O cenário positivo é confirmado pelo Projeto Uçá, da ONG Guardiões do Mar, em parceria com a Petrobras por meio do Programa Petrobras Socioambiental. Em operação desde 2022, o projeto se dedica à restauração dos manguezais e acompanha de perto a biodiversidade, solo e qualidade da água na APA de Guapi-Mirim.
O retorno de animais como caranguejos, borboletas, aranhas, capivaras, tamanduás-mirins, quatis, garças e caranguejos-uçá é um indicativo do aumento da biodiversidade e do reequilíbrio ambiental. O caranguejo marinheiro, por exemplo, necessita das árvores para se locomover, revelando o impacto direto positivo do reflorestamento. Já as aranhas contribuem para o controle natural de pragas, ajudando a manter o equilíbrio do ecossistema.
Até o momento, a equipe do Projeto Uçá registrou 62 espécies de aves, mamíferos e crustáceos. Entre elas, destacam-se aquelas no topo da cadeia alimentar, como a garça-azul, a garça-grande-branca e o mamífero mão-pelada. Esses registros reforçam a importância do gesto de cuidado com o meio ambiente.

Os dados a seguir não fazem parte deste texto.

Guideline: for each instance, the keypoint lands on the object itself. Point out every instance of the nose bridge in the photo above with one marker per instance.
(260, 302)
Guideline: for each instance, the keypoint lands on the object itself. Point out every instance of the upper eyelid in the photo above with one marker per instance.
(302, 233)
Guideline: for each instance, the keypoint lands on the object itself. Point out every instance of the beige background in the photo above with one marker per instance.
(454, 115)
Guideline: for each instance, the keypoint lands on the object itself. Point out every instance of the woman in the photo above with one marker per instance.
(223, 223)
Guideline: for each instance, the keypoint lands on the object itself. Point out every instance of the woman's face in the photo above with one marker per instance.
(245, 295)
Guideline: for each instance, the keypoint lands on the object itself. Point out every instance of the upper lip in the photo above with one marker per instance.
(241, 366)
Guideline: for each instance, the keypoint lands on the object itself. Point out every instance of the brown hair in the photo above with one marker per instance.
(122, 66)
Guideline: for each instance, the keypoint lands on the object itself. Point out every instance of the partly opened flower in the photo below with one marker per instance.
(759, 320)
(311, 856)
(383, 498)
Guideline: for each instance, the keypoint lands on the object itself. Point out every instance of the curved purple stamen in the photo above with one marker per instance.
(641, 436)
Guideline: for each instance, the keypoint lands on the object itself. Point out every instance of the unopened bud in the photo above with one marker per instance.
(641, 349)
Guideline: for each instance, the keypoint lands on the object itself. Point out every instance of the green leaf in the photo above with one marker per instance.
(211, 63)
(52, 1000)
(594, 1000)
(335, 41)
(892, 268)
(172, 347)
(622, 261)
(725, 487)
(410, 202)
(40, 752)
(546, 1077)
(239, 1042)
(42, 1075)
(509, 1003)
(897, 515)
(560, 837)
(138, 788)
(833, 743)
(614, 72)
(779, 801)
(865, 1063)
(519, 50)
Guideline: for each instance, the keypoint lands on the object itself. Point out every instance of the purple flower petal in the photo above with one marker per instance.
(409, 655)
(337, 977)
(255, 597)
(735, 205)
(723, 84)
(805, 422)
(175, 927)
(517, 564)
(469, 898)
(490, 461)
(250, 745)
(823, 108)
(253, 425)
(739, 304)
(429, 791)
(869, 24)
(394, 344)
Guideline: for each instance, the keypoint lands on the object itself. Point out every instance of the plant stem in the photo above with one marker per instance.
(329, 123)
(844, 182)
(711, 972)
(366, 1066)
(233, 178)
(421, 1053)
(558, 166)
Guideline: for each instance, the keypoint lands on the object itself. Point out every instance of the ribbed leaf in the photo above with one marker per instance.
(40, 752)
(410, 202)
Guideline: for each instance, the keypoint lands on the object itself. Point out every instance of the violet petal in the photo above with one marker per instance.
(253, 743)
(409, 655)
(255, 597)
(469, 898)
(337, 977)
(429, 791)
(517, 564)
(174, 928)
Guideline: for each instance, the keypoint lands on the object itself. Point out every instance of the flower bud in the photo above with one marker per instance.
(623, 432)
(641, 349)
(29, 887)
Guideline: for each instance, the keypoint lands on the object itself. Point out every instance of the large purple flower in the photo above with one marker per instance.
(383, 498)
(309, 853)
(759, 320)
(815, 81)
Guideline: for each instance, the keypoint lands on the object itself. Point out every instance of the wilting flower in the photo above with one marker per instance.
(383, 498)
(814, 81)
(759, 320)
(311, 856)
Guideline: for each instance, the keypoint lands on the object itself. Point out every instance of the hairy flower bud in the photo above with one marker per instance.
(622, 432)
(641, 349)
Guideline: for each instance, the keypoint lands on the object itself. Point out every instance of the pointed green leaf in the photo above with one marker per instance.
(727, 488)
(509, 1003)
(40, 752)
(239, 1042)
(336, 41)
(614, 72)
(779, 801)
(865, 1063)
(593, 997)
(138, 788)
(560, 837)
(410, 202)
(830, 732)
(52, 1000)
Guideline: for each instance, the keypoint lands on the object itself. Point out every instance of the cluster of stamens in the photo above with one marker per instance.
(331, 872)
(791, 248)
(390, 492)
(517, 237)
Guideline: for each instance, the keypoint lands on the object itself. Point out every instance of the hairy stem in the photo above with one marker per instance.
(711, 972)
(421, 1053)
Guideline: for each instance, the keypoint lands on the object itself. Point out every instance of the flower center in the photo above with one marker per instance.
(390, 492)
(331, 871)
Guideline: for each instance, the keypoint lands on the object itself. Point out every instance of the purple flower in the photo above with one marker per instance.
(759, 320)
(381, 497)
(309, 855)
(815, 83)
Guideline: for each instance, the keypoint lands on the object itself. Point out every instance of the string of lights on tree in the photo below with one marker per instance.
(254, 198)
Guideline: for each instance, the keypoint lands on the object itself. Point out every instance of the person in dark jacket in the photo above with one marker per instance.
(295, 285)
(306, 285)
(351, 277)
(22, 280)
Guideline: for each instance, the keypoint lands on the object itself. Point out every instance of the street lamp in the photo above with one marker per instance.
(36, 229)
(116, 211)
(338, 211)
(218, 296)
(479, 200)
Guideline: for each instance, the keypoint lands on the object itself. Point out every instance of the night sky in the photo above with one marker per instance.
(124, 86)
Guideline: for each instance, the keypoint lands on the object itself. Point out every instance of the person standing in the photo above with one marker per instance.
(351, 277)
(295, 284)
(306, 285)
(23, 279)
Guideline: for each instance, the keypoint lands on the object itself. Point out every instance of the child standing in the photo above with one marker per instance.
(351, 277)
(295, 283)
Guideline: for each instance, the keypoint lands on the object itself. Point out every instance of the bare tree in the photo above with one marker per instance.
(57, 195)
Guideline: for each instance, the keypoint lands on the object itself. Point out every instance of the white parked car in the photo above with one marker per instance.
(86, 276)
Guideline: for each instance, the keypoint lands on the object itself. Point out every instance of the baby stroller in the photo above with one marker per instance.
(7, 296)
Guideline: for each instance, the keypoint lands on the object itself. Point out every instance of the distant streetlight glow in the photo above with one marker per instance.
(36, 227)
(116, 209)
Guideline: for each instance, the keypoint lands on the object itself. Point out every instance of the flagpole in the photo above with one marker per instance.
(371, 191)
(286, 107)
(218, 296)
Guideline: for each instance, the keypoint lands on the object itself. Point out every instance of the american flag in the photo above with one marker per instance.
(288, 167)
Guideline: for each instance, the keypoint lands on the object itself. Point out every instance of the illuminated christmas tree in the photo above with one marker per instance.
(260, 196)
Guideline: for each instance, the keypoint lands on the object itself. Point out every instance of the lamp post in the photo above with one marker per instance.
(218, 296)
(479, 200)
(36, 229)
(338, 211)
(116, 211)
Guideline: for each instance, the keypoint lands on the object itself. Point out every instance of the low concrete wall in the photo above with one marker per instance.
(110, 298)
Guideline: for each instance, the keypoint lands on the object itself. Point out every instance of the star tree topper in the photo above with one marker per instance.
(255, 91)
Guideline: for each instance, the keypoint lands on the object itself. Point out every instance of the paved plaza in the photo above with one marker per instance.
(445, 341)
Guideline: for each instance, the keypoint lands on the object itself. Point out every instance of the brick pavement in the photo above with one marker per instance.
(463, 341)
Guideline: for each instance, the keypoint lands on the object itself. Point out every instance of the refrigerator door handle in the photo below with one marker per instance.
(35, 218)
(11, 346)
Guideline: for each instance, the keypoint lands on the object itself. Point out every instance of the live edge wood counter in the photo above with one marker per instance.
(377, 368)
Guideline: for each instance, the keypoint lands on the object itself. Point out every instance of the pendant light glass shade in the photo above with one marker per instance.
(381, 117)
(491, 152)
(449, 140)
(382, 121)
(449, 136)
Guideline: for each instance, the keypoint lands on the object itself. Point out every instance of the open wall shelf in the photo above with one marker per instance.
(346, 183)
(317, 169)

O reflorestamento, iniciado entre 2015 e 2016, já produziu árvores com altura entre 8 e 10 metros — um sinal inequívoco do sucesso da iniciativa. Segundo os técnicos, as aves começaram a voltar à região quando a vegetação atingiu pelo menos 3 metros, o que evidencia a relação direta entre o crescimento da flora e o retorno da fauna.
Especial atenção é dada à observação de espécies raras, como a figuinha-do-mangue, classificada como vulnerável à extinção, além da batuíra-de-bando — uma ave migratória do Hemisfério Norte — e o periquitão e carrapateiro, ambos ameaçados pela caça e tráfico.
O monitoramento é rigoroso e utiliza metodologias modernas, com registros fotográficos, sonoros e uso de câmeras teleobjetivas. Aplicativos como Merlin e WikiAves auxiliam a equipe na identificação das espécies, tornando o acompanhamento ainda mais preciso.
O sucesso do reflorestamento e do Projeto Uçá reforça a importância de políticas ambientais e da parceria entre organizações da sociedade civil e empresas privadas para a preservação e recuperação dos ecossistemas. Em um momento em que a proteção ambiental se mostra urgente, Guapi-Mirim revela que é possível restaurar a natureza e garantir um futuro melhor para a biodiversidade e também para as comunidades que dependem desses recursos.